Zest Air had been flying between the Philippines and Korea regularly. After the suspension was confirmed, about 1,000 Korean tourists on Zest Air flights were left stranded.

“In the case of Zest Air, our government should not have allowed the operating permit,” said a Korean LCC executive on the condition of anonymity. “I think the incident was a wake-up call for foreign LCCs.”

Zest Air and Cebu Pacific Air, both based in the Philippines, are not allowed to operate in the United States and Europe because the airlines have been placed in “category 2” by the U.S. Federal Aviation Administration (FAA) and International Civil Aviation Organization (ICAO), an aviation regulatory body under the United Nations. Zest Air is also on the aviation safety blacklist of European Union.


These airlines also can’t operate in Korea under current standards. According to an aviation safety regulation that has been enforced since March 2010, if the airline or its country is on the blacklist of the EU, FAA or ICAO, it can’t be granted permission to operate in Korea. However, the government said Zest Air was exempt because it had been operating here before the regulation took effect.

However, safety issues have been a problem for local LCC passengers, too.

Last month, an Air Busan flight landing in Jeju Airport leaked hydraulic fluid, and the runway was shut down for 30 minutes. In July, Jeju Air had to cancel a flight to Sanya, China, right before its scheduled departure because the carrier failed to get permission from Chinese authorities in time. T’Way Airlines last year was punished by the government for exceeding the maximum weight for cargo on some of its aircraft.

Besides Jin Air and Air Busan, which are run by flag carriers Korean Air Lines and Asiana Airlines, respectively, other local LCCs don’t have their own heavy maintenance facilities in Korea, meaning that they could face problems with timely repairs.

Jeju Air goes to China to use Boeing Shanghai or KLM Airlines of the Netherlands. Eastar Jet flies to China or Singapore to get such repairs, while T’Way Airlines uses facilities in Taiwan and Singapore.

Although size of the company is different, according to Korean Air, it has more than 3,000 repair employees, while local LCCs have 50 to 130 employees working on aircraft maintenance.

There is also bit of concern regarding flight attendant training programs.

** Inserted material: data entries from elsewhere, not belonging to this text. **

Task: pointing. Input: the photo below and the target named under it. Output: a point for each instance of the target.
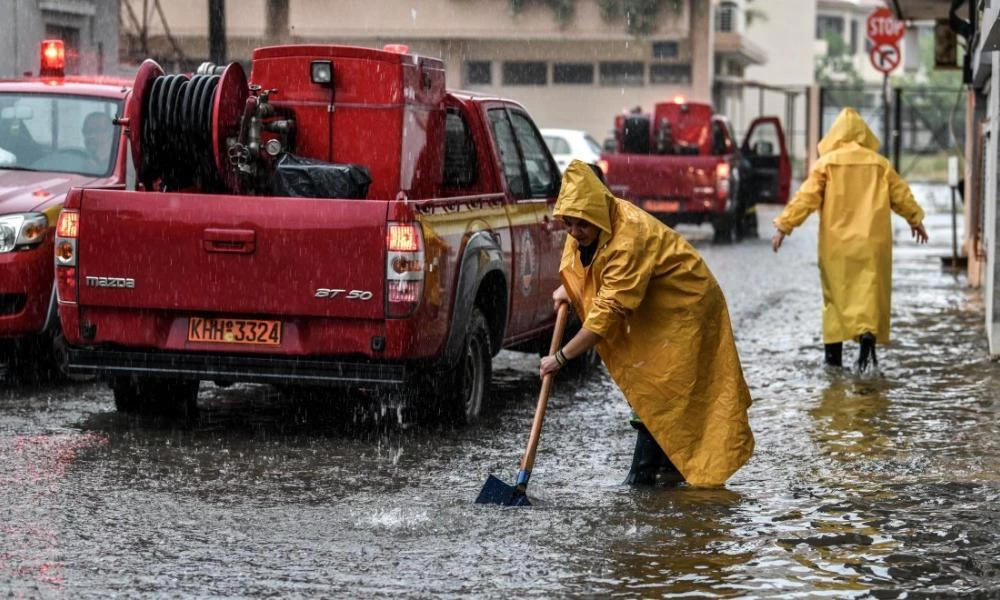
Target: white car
(567, 144)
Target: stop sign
(883, 28)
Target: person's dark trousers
(649, 460)
(835, 354)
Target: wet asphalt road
(881, 487)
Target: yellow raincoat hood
(856, 190)
(847, 128)
(665, 332)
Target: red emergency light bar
(53, 56)
(396, 48)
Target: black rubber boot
(647, 460)
(835, 354)
(867, 354)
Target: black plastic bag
(309, 178)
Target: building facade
(573, 73)
(89, 29)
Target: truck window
(557, 144)
(510, 158)
(763, 140)
(69, 134)
(543, 177)
(722, 144)
(460, 165)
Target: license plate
(257, 332)
(661, 206)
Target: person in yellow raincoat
(854, 188)
(660, 324)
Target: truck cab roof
(102, 87)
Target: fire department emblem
(527, 265)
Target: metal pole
(897, 130)
(954, 229)
(886, 127)
(217, 31)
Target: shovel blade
(497, 492)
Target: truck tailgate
(232, 255)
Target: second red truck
(682, 164)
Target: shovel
(497, 492)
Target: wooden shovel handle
(528, 461)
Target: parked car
(569, 144)
(56, 132)
(396, 243)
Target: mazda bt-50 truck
(681, 164)
(337, 219)
(56, 132)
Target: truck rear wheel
(459, 393)
(145, 395)
(468, 393)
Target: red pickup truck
(56, 132)
(681, 163)
(341, 220)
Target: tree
(835, 73)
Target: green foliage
(563, 10)
(837, 66)
(835, 71)
(639, 16)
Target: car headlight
(22, 230)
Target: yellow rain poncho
(854, 188)
(664, 326)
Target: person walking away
(660, 323)
(854, 188)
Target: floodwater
(880, 486)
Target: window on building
(576, 73)
(622, 73)
(478, 72)
(460, 168)
(666, 49)
(525, 73)
(660, 73)
(828, 25)
(725, 18)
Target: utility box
(379, 109)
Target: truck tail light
(404, 269)
(722, 181)
(67, 235)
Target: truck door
(548, 235)
(524, 213)
(764, 149)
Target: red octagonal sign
(883, 28)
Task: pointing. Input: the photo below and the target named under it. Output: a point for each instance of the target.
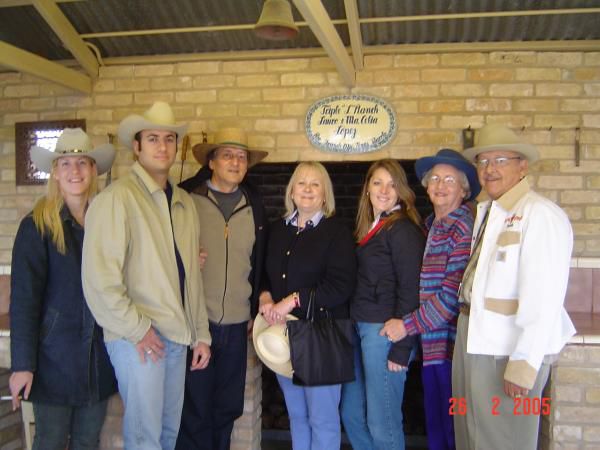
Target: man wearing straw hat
(232, 233)
(142, 281)
(512, 322)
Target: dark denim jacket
(53, 333)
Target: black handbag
(321, 350)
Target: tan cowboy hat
(497, 137)
(73, 142)
(272, 345)
(228, 137)
(159, 117)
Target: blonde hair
(46, 212)
(406, 198)
(328, 207)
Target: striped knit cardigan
(446, 255)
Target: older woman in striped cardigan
(450, 181)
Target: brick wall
(435, 96)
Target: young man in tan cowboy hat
(512, 322)
(232, 232)
(142, 281)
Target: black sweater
(389, 265)
(320, 258)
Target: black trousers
(214, 397)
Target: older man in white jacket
(512, 323)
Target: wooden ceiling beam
(320, 23)
(26, 62)
(68, 35)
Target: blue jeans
(214, 397)
(372, 404)
(152, 394)
(314, 415)
(55, 423)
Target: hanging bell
(276, 21)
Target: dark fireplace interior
(347, 178)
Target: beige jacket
(129, 270)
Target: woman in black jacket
(389, 254)
(58, 358)
(309, 251)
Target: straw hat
(454, 159)
(228, 137)
(496, 137)
(73, 142)
(159, 117)
(272, 345)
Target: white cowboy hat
(159, 117)
(73, 142)
(272, 345)
(497, 137)
(228, 137)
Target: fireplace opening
(347, 177)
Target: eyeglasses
(500, 161)
(448, 180)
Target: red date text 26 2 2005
(522, 406)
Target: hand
(202, 258)
(514, 390)
(393, 367)
(200, 356)
(16, 383)
(151, 345)
(394, 329)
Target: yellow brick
(113, 99)
(302, 79)
(217, 110)
(104, 86)
(154, 70)
(239, 95)
(11, 119)
(147, 98)
(259, 110)
(283, 94)
(198, 96)
(511, 89)
(213, 81)
(161, 83)
(243, 66)
(516, 58)
(22, 90)
(443, 75)
(40, 104)
(132, 84)
(416, 60)
(488, 104)
(587, 74)
(277, 126)
(433, 106)
(536, 105)
(463, 90)
(378, 61)
(416, 90)
(460, 122)
(287, 65)
(557, 89)
(490, 74)
(463, 59)
(395, 76)
(257, 80)
(409, 122)
(560, 59)
(116, 71)
(592, 104)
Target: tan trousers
(478, 392)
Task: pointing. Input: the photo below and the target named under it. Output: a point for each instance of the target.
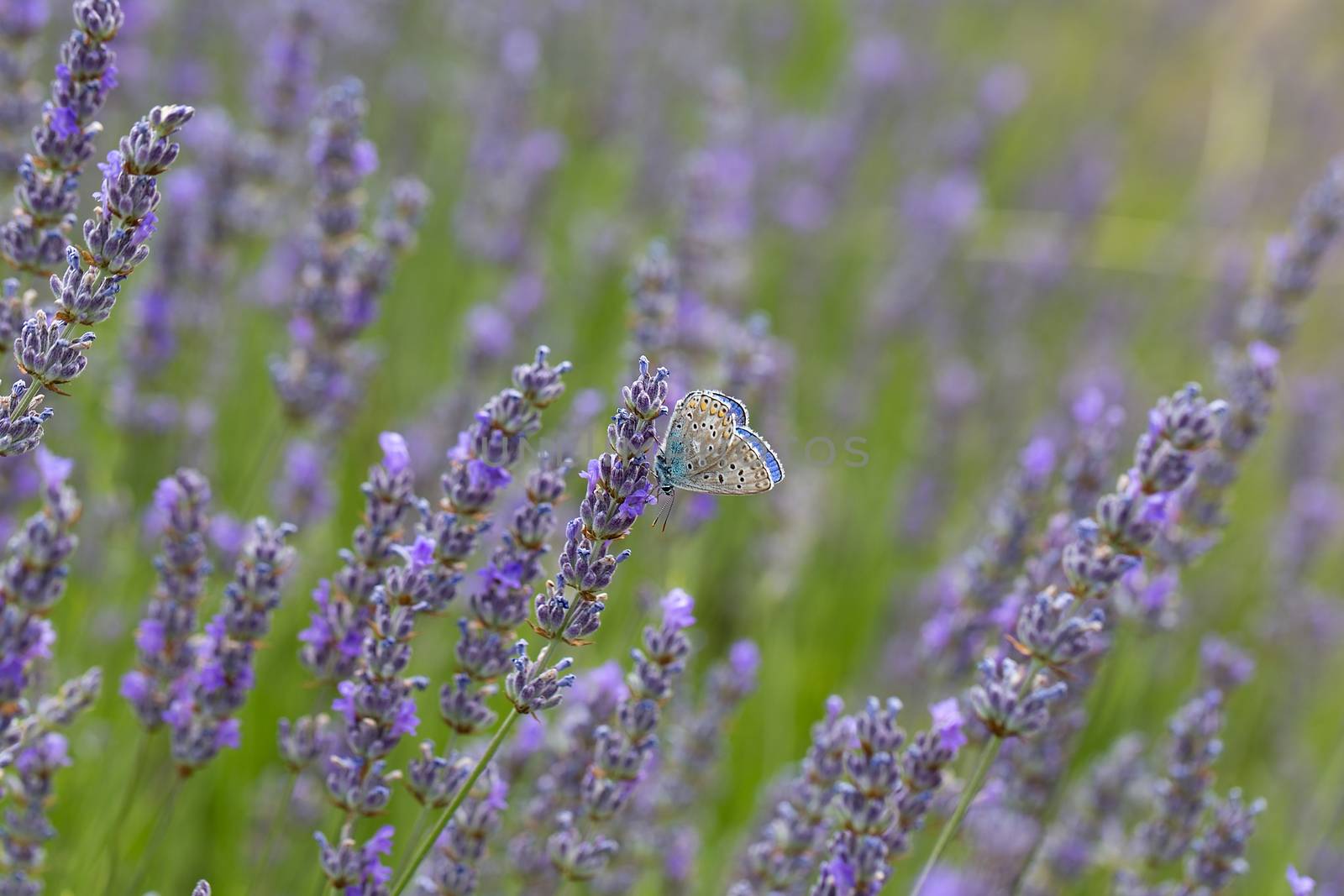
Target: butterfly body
(710, 448)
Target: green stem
(273, 835)
(156, 837)
(112, 837)
(428, 842)
(978, 778)
(17, 411)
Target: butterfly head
(663, 470)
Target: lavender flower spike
(625, 746)
(116, 242)
(34, 241)
(163, 637)
(620, 485)
(202, 715)
(33, 578)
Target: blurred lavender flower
(202, 714)
(342, 273)
(969, 609)
(33, 578)
(165, 654)
(20, 22)
(34, 239)
(116, 241)
(1300, 884)
(620, 485)
(718, 214)
(511, 160)
(284, 89)
(1218, 855)
(501, 605)
(1249, 371)
(1092, 828)
(1183, 793)
(625, 746)
(784, 853)
(333, 641)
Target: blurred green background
(1213, 118)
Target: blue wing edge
(763, 449)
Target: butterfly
(709, 448)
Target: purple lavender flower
(342, 273)
(1300, 884)
(286, 78)
(34, 241)
(1269, 322)
(625, 745)
(205, 701)
(165, 653)
(20, 22)
(785, 851)
(344, 602)
(1218, 856)
(116, 244)
(33, 578)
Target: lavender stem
(428, 842)
(988, 752)
(510, 718)
(987, 759)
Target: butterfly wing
(764, 452)
(741, 470)
(701, 432)
(738, 409)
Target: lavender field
(696, 446)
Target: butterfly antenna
(662, 513)
(669, 516)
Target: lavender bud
(1010, 705)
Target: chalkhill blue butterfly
(710, 448)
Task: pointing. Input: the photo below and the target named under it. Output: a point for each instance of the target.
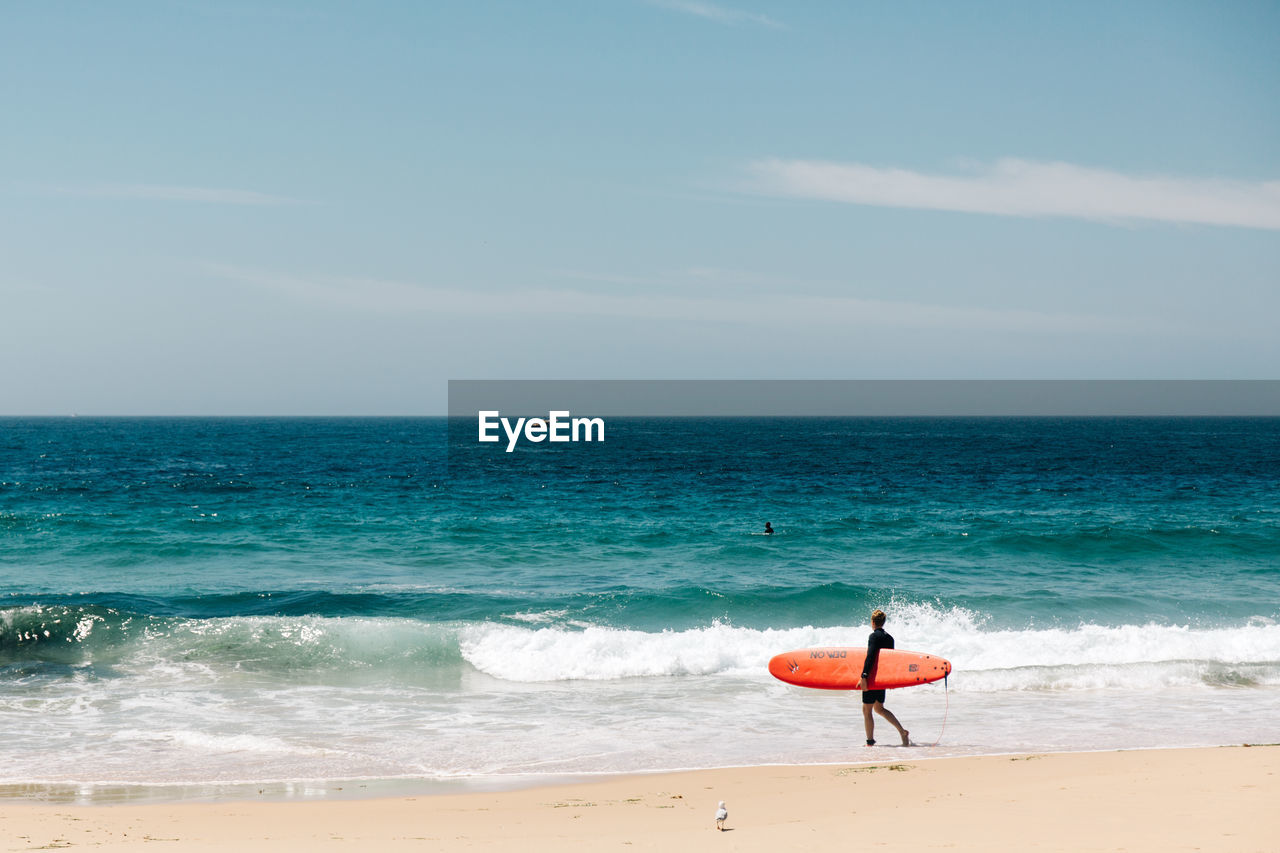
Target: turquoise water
(234, 601)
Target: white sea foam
(1080, 657)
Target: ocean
(204, 606)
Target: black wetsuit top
(878, 639)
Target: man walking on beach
(874, 699)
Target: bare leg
(888, 715)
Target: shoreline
(1212, 798)
(82, 794)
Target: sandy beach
(1168, 799)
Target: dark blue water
(268, 555)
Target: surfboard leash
(946, 708)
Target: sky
(223, 208)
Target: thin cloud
(720, 14)
(800, 311)
(161, 192)
(1025, 188)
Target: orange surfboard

To apply for the cockpit crew, Korean Air requires at least 1,000 hours of flight time; most LCCs, except for Jin Air, ask for 250 hours. Cockpit crew members on flag carriers undergo training programs for nine to 13 months to be a co-pilot, but for most LCCs they can control steering after four to six months of training.

For the training of cabin crews, whose role was highlighted after the Asiana crash in San Francisco in July, some LCCs outsource the training to other companies, while major airlines have their own training facilities, curriculum and instructors.

And in the event of an accident, the compensation level from LCCs will not be same as from flag carriers. Korean Air, Asiana, and their affiliates Jin Air and Air Busan, all reportedly have insurance coverage of up to $2.25 billion per accident, Jeju Air has $1 billion in coverage and Eastar Jet, T’Way Airlines, Air Asia, Zest Air and Cebu Pacific have $750 million each.